Eclipse Che
Eclipse Che is an open-source, Kubernetes-native (developer workspace platform) that provides browser-based, containerized development environments for teams.
- Cloud-native, browser-based Integrated Development Environments (IDEs) and workspaces (developer tooling)
- Workspace containers running on Kubernetes or OpenShift clusters (container orchestration)
- Devfile-based workspace configuration and reproducible environments (developer productivity / environment automation)
- Multi-user, team-oriented workspace management with role- and project-based access (collaborative development)
- Extensible plugin and editor model integrating tools like VS Code-compatible editors (integrated development tooling)
More About Eclipse Che
Eclipse Che is an open-source (developer workspace platform) hosted by the Eclipse Foundation that provides Kubernetes-native, browser-accessible development environments. It targets the problem of onboarding developers, standardizing toolchains, and running IDEs directly on top of container platforms rather than on local machines.
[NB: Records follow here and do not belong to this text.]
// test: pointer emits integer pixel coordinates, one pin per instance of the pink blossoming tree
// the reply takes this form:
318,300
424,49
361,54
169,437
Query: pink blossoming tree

At its core, Eclipse Che delivers cloud workspaces built from containers and defined through Devfiles (configuration-as-code for workspaces). These workspaces run on Kubernetes or Red Hat OpenShift (container orchestration), allowing organizations to align development environments with the same platform and runtimes used in staging and production. Developers connect through a browser-based Immutable Deployment Environment (IDE) or web-based editors, while the actual build, run, and debug processes execute inside containers in the cluster.
The platform uses Devfiles (environment definition) to describe the components, tools, runtimes, and commands that make up a workspace. This supports reproducible development environments across users and teams, enabling consistent language runtimes, build tools, and project dependencies. Workspaces can be versioned, shared, and instantiated from source repositories, which supports standardized project templates and onboarding workflows.
Eclipse Che integrates with Kubernetes concepts such as namespaces, pods, and services (cloud infrastructure), and it is designed to run as an application inside a cluster. It exposes multi-tenant workspace management, user authentication integration, and permissions that align with enterprise security and access policies (identity and access management). Che supports extensions and plugins, including support for editors based on the VS Code extension model (IDE extensibility), which allows teams to reuse existing extension ecosystems and language tooling.
In enterprise environments, Eclipse Che is used to centralize development workspaces, enforce consistent toolchains, and reduce the need for powerful local developer machines. It can integrate with source code management systems and Continuous Integration and Continuous Deployment (CI/CD) pipelines (software delivery), enabling developers to work close to build and deployment infrastructure. Because environments run in the cluster, teams can provide specialized runtimes, databases, or services inside workspaces that mirror production topologies more closely than local setups.
From a directory and taxonomy perspective, Eclipse Che fits into categories such as cloud development environments (CDEs), IDEs, and Kubernetes-native developer platforms (platform engineering). It is relevant for organizations adopting container-based infrastructure, Git-centric workflows, and DevOps practices where standardized, reproducible, and centrally managed development environments are required.